IMAP Category Description

This SonicWALL IPS signature category consists of a group of signatures that can detect and prevent traffic related to attacks on IMAP servers. IMAP or Internet Message Access Protocol is a standard protocol for accessing mail on a remote server from a local client. It allows users to use a mail client to manipulate messages while they are still on the server in contrast to the POP protocol which requires users to download messages to their local client before manipulating them. IMAP server accept and send a set of standardized commands to serve e-mail messages to clients. Unfortunately, attackers have found a number of ways to manipulate these commands to exploit vulnerabilities in many versions of IMAP server software, causing the software to malfunction. These attacks can crash the server, provide attackers access to sensitive information, or allow them to completely take control of the server.
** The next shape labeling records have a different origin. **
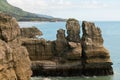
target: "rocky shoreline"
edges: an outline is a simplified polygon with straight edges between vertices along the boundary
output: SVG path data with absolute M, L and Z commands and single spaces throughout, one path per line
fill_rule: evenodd
M 69 19 L 65 30 L 59 29 L 55 41 L 23 39 L 32 60 L 32 76 L 102 76 L 112 75 L 109 51 L 103 46 L 100 28 L 94 23 L 80 24 Z
M 36 38 L 37 28 L 21 28 L 15 18 L 0 13 L 0 80 L 30 80 L 32 76 L 112 75 L 112 61 L 94 23 L 75 19 L 57 31 L 55 41 Z M 30 61 L 31 60 L 31 61 Z

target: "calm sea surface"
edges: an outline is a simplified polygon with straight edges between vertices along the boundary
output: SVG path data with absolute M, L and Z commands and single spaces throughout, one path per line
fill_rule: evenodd
M 81 22 L 80 22 L 81 24 Z M 31 80 L 120 80 L 120 22 L 95 22 L 102 30 L 104 46 L 113 61 L 114 75 L 93 77 L 32 77 Z M 57 30 L 65 29 L 65 22 L 19 22 L 21 27 L 36 26 L 43 32 L 41 38 L 55 40 Z M 82 33 L 82 32 L 81 32 Z

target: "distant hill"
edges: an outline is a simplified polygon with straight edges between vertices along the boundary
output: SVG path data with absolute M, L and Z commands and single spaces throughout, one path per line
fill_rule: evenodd
M 65 21 L 65 19 L 54 18 L 48 15 L 26 12 L 12 6 L 7 0 L 0 0 L 0 12 L 7 13 L 15 17 L 18 21 Z

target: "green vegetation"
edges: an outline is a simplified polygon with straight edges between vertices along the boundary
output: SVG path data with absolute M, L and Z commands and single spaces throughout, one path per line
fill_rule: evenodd
M 15 17 L 18 21 L 64 21 L 47 15 L 40 15 L 23 11 L 20 8 L 10 5 L 7 0 L 0 0 L 0 12 Z

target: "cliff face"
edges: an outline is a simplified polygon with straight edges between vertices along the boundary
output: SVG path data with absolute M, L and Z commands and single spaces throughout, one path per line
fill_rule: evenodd
M 21 28 L 20 31 L 21 31 L 21 36 L 27 38 L 36 38 L 36 36 L 42 35 L 42 32 L 34 26 L 29 28 Z
M 83 21 L 82 29 L 84 75 L 113 74 L 112 61 L 108 50 L 103 46 L 100 28 L 96 27 L 94 23 Z
M 20 44 L 16 20 L 0 13 L 0 80 L 29 80 L 32 74 L 27 49 Z
M 57 31 L 55 41 L 23 39 L 32 60 L 33 76 L 93 76 L 113 74 L 108 50 L 103 46 L 101 30 L 83 21 L 80 39 L 79 22 L 69 19 L 65 30 Z

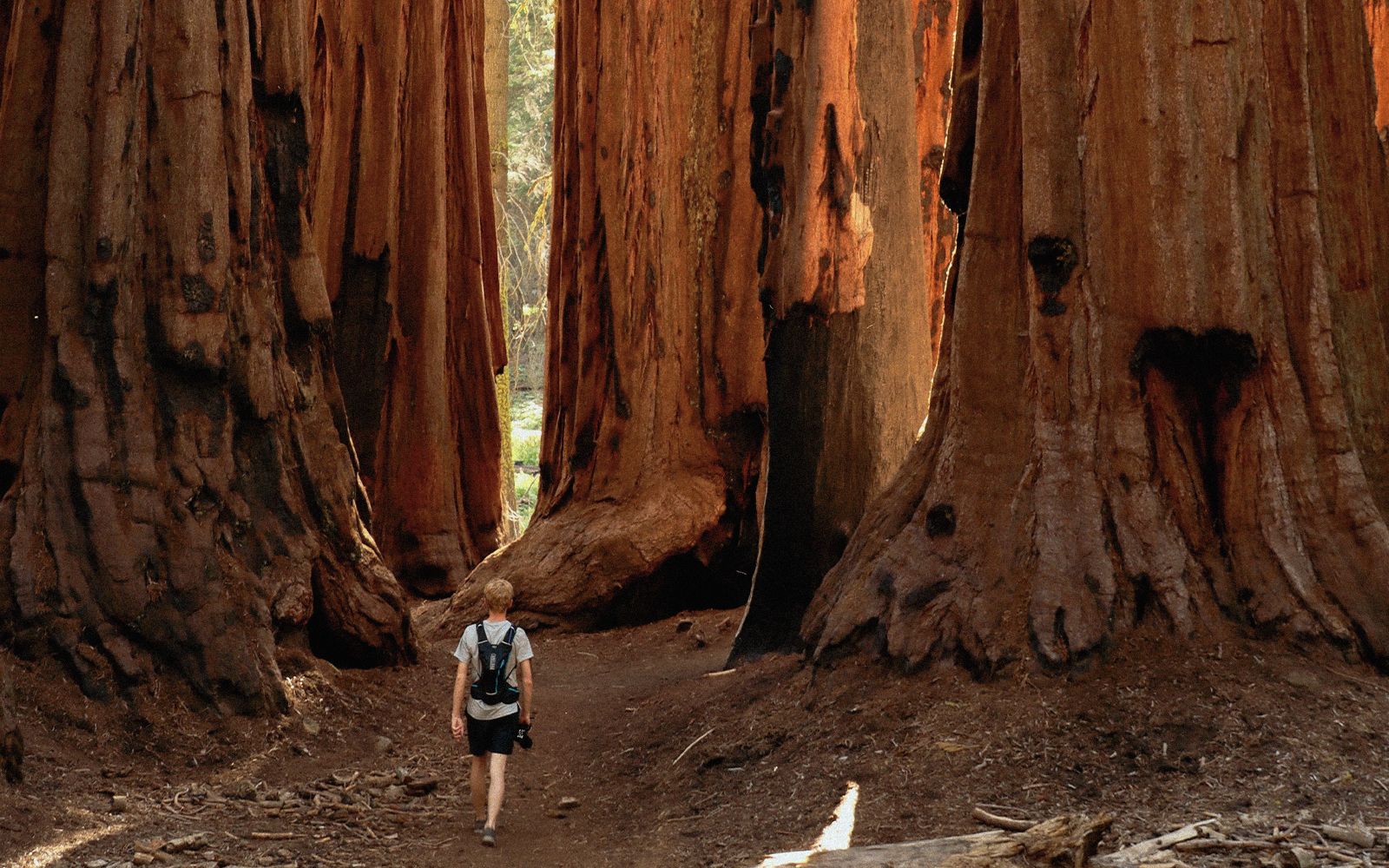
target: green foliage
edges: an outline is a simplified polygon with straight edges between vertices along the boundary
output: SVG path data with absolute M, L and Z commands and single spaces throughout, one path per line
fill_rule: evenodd
M 511 425 L 521 431 L 540 431 L 544 399 L 539 389 L 517 389 L 511 396 Z
M 540 464 L 540 432 L 513 429 L 511 449 L 515 460 L 525 467 L 539 467 Z
M 510 0 L 507 201 L 501 265 L 510 301 L 511 379 L 544 376 L 546 282 L 550 271 L 550 157 L 554 137 L 554 1 Z

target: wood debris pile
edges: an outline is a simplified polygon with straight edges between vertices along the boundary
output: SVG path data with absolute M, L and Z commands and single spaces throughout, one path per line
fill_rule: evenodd
M 1389 865 L 1389 826 L 1285 822 L 1257 829 L 1238 819 L 1211 817 L 1099 857 L 1095 864 L 1101 868 L 1199 868 L 1228 865 L 1236 857 L 1245 865 L 1260 868 Z

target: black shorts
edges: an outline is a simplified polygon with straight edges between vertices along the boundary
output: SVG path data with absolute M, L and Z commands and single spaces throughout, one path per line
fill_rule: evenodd
M 511 754 L 517 732 L 521 731 L 519 711 L 494 721 L 478 721 L 471 714 L 464 717 L 468 718 L 468 753 L 474 757 Z

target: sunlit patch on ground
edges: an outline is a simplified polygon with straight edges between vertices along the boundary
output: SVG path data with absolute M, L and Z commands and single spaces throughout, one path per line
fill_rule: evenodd
M 825 831 L 820 833 L 820 839 L 815 842 L 810 850 L 795 850 L 792 853 L 774 853 L 761 861 L 758 868 L 778 868 L 779 865 L 804 865 L 806 861 L 815 856 L 817 853 L 829 853 L 832 850 L 847 850 L 849 842 L 854 836 L 854 815 L 858 811 L 858 785 L 853 781 L 849 782 L 849 789 L 845 790 L 845 797 L 839 800 L 839 807 L 835 808 L 835 818 L 825 826 Z
M 57 840 L 44 842 L 29 850 L 14 862 L 15 868 L 47 868 L 58 865 L 68 853 L 106 835 L 114 835 L 125 829 L 126 824 L 107 824 L 94 829 L 81 829 L 64 833 Z

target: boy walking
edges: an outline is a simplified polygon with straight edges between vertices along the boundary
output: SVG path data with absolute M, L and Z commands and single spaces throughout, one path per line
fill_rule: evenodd
M 513 589 L 506 579 L 492 579 L 482 589 L 488 619 L 468 625 L 453 656 L 453 737 L 468 735 L 472 754 L 474 831 L 485 847 L 497 846 L 497 814 L 506 793 L 507 757 L 521 726 L 531 725 L 531 639 L 507 619 Z M 464 692 L 468 693 L 464 714 Z M 490 781 L 488 779 L 490 774 Z

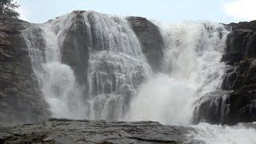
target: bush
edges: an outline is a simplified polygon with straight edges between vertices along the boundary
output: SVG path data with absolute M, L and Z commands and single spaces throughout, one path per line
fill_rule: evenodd
M 14 10 L 20 6 L 13 0 L 0 0 L 0 14 L 5 14 L 11 18 L 18 18 L 19 14 Z

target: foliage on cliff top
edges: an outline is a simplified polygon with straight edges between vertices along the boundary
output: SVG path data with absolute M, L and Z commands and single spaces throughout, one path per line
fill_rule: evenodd
M 13 0 L 0 0 L 0 14 L 5 14 L 11 18 L 18 18 L 19 14 L 15 10 L 20 6 Z

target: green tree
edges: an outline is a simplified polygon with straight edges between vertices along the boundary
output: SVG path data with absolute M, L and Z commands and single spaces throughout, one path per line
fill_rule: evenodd
M 0 0 L 0 14 L 5 14 L 11 18 L 18 18 L 19 14 L 14 10 L 20 6 L 13 0 Z

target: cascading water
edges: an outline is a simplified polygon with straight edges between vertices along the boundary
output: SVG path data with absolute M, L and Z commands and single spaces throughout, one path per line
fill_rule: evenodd
M 190 134 L 206 143 L 239 143 L 244 134 L 255 142 L 256 130 L 246 126 L 191 126 L 202 100 L 221 91 L 229 31 L 210 22 L 158 25 L 165 50 L 155 74 L 125 18 L 77 11 L 27 25 L 22 34 L 53 117 L 153 120 L 192 126 Z
M 88 72 L 82 77 L 88 77 L 88 82 L 79 83 L 82 78 L 76 77 L 62 58 L 70 29 L 78 26 L 77 15 L 72 13 L 45 24 L 32 24 L 22 31 L 42 94 L 54 117 L 121 119 L 151 70 L 126 20 L 84 12 L 79 16 L 89 35 L 90 58 Z M 86 84 L 89 95 L 84 92 Z
M 142 86 L 131 102 L 130 118 L 190 124 L 198 98 L 221 86 L 225 65 L 220 60 L 228 31 L 209 22 L 160 27 L 166 44 L 163 74 Z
Attackers attack IMAP servers using buffer overflow attacks. These attacks involve a hacker sending a command with an overly long argument to an IMAP server, causing the server to mishandle the request, and possibly execute code of the attacker's choice. For example, if an authenticated user sends a LIST command with an overly long argument to the server, several versions of IMAP server software will mishandle the command and potentially allow attackers gain control over the server. Once in control, attackers can corrupt mailboxes, steal information, or use the server for their own ends. Even if such an attack fails to grant attackers control of a server, it will most likely crash the machine, shutting down e-mail access to all users on the server.

Because most of the attacks on IMAP server that have a relatively high probability of success require attackers to be authenticated by the system first, these attacks do not represent a serious threat. SonicWALL IMAP signatures are classified as low-priority, and are by default set to detect and altert administrators of suspicious IMAP activity.